How to start options trading in Australia

Here, we take a look at a few steps on how traders can start options trading in Australia. Keep reading below to learn more:

Find what makes up an option’s price

There are three major factors that affect the premium, or what traders pay when they trade an option. All of these elements work using the same principle – the more likely it is that the underlying asset will move in a favourable direction at its expiry, the higher its value will be.

There are three major factors that affect the premium, or what traders pay when they trade an option. All of these elements work using the same principle – the more likely it is that the underlying asset will move in a favourable direction at its expiry, the higher its value will be.

Time to expiry: The longer an option has before its time to expiry, the more time the underlying asset has to pass the strike price. Conversely, having less time before expiry means there is less time for the underlying asset to move in a favourable direction. As such, an out-of-the-money option tends to lose value as it nears its expiration date, as there is less chance of it expiring in a profitable manner.

Level of the underlying market: For a call option – the further below the underlying asset is to the strike price, or for a put option – the higher above the underlying asset strike price is, this means the options are in the money. More specifically, there is more chance of these options expiring with value.

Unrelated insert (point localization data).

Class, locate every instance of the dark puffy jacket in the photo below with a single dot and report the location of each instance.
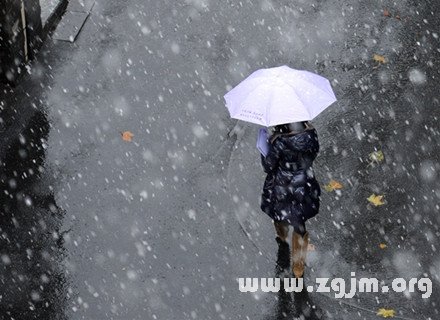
(291, 191)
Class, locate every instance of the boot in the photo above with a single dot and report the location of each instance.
(299, 253)
(282, 230)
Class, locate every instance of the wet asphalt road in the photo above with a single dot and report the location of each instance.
(94, 227)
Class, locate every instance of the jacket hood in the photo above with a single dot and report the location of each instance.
(305, 141)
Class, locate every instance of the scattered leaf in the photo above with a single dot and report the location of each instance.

Volatility of the underlying market: The more volatile an option’s underlying asset is, the more likely that it will pass the strike price. This volatility therefore tends to increase the premium of an option.

Learn about the Greeks

The Greeks are typically measurements of the trader’s risk that comes with trading options. They are each named after a Greek symbol. Understanding how this works can help traders to better calculate their risks.

Gamma: Gamma is a derivative of Delta, and it measures how much an option’s delta moves for every point of movement in the underlying asset.

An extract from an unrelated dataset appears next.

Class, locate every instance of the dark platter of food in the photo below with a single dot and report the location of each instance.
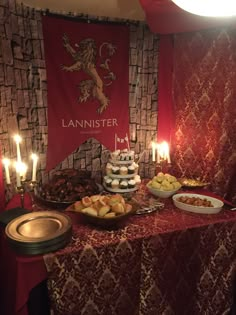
(66, 187)
(192, 183)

Delta: Delta is specifically a measurement of how sensitive an option’s price is to the movement of the underlying asset. If all variables do stay the same, traders can use Delta to work out how much impact the market movement will have on their option’s value.

Theta: Theta measures how much an option’s price decays over time. So, a high theta tends to indicate that the option is close to the expiration date. The closer an option gets to its expiration date, the faster the time value decays.

Vega: An option’s Vega tends to measure its sensitivity to volatility in the underlying market. More specifically, this is how much the option’s value will move for every 1% change in volatility.

Rho: Rho indicates how much changes in the interest rate will move an option’s price. So, if the option’s price rises as a result of interest rate changes, then its Rho is considered positive. Conversely, if the option’s price falls, then its rho is considered negative.

Bottom line

Options can offer alternative ways for traders to take advantage of the price movements of underlying assets. While trading options can be slightly complicated in the beginning, as traders become more familiar with trading terms and factors that impact an option’s price, it does become more familiar as time goes on. As always, if a trader still has questions about options, it is always best to seek advice from a financial advisor or professional, just in case.